Reducing Air Emissions

Ocean-going vessels are considered by some to be major contributors to air pollution. This is particularly important in port communities where emissions of particulate matter have been linked to health impacts. Vessels at berth, or in transit, also emit nitrogen oxides (NOx) and sulfur oxides (SOx) which can impact regional air quality.In recent years, there has been increased awareness of greenhouse gas (GHG) emissions and the link to global climate change. Matson’s vessel engineering and operations departments have been focused on reducing air pollutant emissions for many years. As fuel is a significant operating cost for the company, fuel efficiency and its relationship to GHG emissions has also been a major area of focus. Past projects have included installing stack cameras so that smoke emissions can be quickly identified and abatement initiated, engine retrofits such as high efficiency turbochargers, fuel oil homogenizers, slide valves, and internal combustion controls for the steamships.

Matson has participated in the Port of Long Beach’s Green Flag incentive program since its inception.
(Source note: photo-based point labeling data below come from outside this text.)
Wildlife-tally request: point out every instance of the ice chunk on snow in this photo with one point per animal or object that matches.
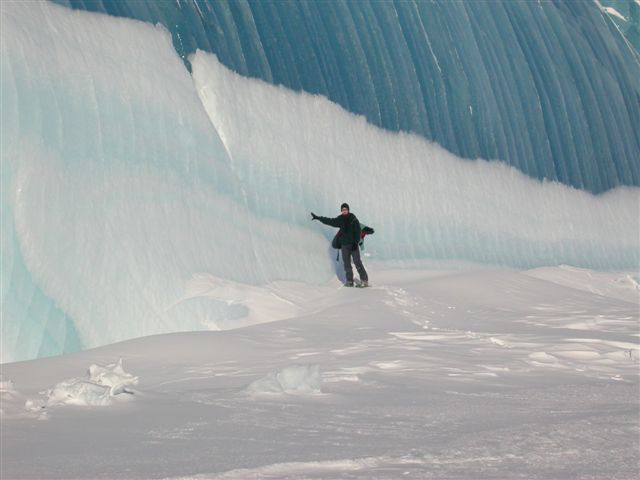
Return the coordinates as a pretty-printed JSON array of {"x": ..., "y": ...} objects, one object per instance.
[
  {"x": 102, "y": 384},
  {"x": 291, "y": 379},
  {"x": 112, "y": 376}
]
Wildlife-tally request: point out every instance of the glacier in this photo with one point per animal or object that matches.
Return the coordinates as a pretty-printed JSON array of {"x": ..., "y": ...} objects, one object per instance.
[
  {"x": 550, "y": 87},
  {"x": 125, "y": 175}
]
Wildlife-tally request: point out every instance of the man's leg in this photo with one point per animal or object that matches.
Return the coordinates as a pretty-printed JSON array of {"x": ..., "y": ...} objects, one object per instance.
[
  {"x": 346, "y": 258},
  {"x": 359, "y": 266}
]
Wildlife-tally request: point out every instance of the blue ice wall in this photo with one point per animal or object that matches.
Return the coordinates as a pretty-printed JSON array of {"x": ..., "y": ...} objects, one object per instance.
[{"x": 550, "y": 87}]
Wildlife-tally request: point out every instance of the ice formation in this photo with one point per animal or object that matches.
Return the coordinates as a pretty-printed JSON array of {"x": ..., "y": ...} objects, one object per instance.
[{"x": 123, "y": 176}]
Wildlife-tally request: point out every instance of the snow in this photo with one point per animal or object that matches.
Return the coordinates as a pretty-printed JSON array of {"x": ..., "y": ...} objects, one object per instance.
[
  {"x": 439, "y": 373},
  {"x": 141, "y": 201},
  {"x": 125, "y": 180},
  {"x": 612, "y": 11}
]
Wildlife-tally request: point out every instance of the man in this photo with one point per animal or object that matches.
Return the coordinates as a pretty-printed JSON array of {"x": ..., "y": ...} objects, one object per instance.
[{"x": 349, "y": 237}]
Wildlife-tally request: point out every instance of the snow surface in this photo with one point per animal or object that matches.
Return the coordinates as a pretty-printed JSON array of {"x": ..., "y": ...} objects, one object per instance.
[
  {"x": 126, "y": 181},
  {"x": 428, "y": 374}
]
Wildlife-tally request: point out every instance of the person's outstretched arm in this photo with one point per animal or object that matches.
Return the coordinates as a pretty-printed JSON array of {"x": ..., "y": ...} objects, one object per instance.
[{"x": 332, "y": 222}]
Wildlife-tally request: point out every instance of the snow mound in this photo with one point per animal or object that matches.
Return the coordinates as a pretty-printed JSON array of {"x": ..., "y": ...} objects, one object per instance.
[
  {"x": 97, "y": 389},
  {"x": 291, "y": 379}
]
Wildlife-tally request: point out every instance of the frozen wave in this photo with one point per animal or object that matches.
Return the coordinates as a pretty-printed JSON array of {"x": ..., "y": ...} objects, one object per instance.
[
  {"x": 118, "y": 187},
  {"x": 293, "y": 150}
]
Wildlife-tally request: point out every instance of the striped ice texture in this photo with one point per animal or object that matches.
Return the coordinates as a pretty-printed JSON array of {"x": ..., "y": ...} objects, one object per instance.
[
  {"x": 551, "y": 87},
  {"x": 123, "y": 175}
]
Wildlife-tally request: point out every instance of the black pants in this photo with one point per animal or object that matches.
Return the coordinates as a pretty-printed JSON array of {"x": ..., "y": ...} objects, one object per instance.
[{"x": 347, "y": 254}]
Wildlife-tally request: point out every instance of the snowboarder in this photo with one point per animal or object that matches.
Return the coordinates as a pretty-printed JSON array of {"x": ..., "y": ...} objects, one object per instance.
[{"x": 349, "y": 237}]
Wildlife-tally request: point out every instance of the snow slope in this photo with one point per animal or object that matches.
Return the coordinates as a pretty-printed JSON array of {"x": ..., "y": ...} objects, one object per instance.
[
  {"x": 125, "y": 177},
  {"x": 429, "y": 374}
]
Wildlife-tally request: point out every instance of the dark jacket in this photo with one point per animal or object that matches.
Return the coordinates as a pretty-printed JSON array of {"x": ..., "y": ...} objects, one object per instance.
[{"x": 349, "y": 227}]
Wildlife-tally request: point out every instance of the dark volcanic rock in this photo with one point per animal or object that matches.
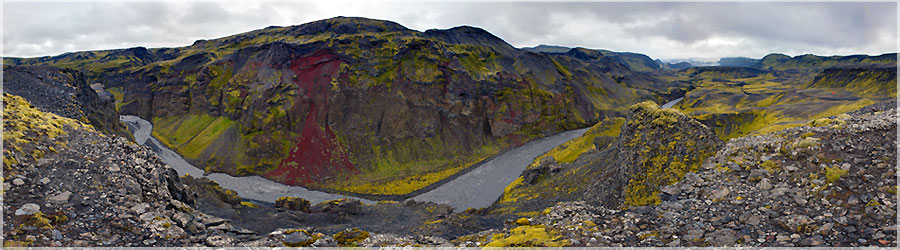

This voluntary program encourages vessels to slow to 12 knots within 20 and 40 miles of the port. This slowdown reduces emissions of all priority pollutants and conserves fuel which reduces GHG emissions. Since 2006, Matson has achieved over 90% compliance with the 20 mile speed reduction zone and has been recognized as a top carrier every year by the Port of Long Beach at their annual awards ceremony. Top carriers are recognized as those who achieve at least 90% compliance and have at least 50 vessel calls annually.

In 2006, Matson and marine terminal operator SSAT renewed the lease for Pier C in Port of Long Beach. This renewal, which became the first “green lease” signed at the port, included environmental covenants which cover the use of cold ironing or equivalent technology. Cold ironing, also known as alternative marine power (AMP), involves completely shutting down vessel engines in port and connecting to a shore-based electrical grid. This eliminates stack emissions and fuel consumption at berth after connection. When Matson began to work with the port on the design of the system, use of AMP on a commercial basis was still in its infancy. In 2011, a significant milestone was reached when 5 vessels were successfully tested using the shore-based infrastructure constructed by the Port of Long Beach at Pier C. You can learn more about this project by viewing this video.

Matson is a proud member of BSR’s Clean Cargo Working Group (CCWG) which is dedicated to integrating environmentally and socially responsible business principles into transportation management. CCWG has approximately 30 members consisting of ocean carriers and shippers concerned with the environmental impacts of transporting their goods. The objectives of the group include creating practical tools for measuring and reducing the environmental impact of global goods transportation, enabling direct dialogue between shippers and carriers, and driving standardization in the industry to achieve efficiency. Each year member shipping companies provide environmental performance data and complete a qualitative Environmental Performance Survey which is shared within the group. To achieve standardization of environmental performance indicators, CCWG also partners with other organizations such as International Maritime Organization, World Shipping Council, and US EPA SmartWay.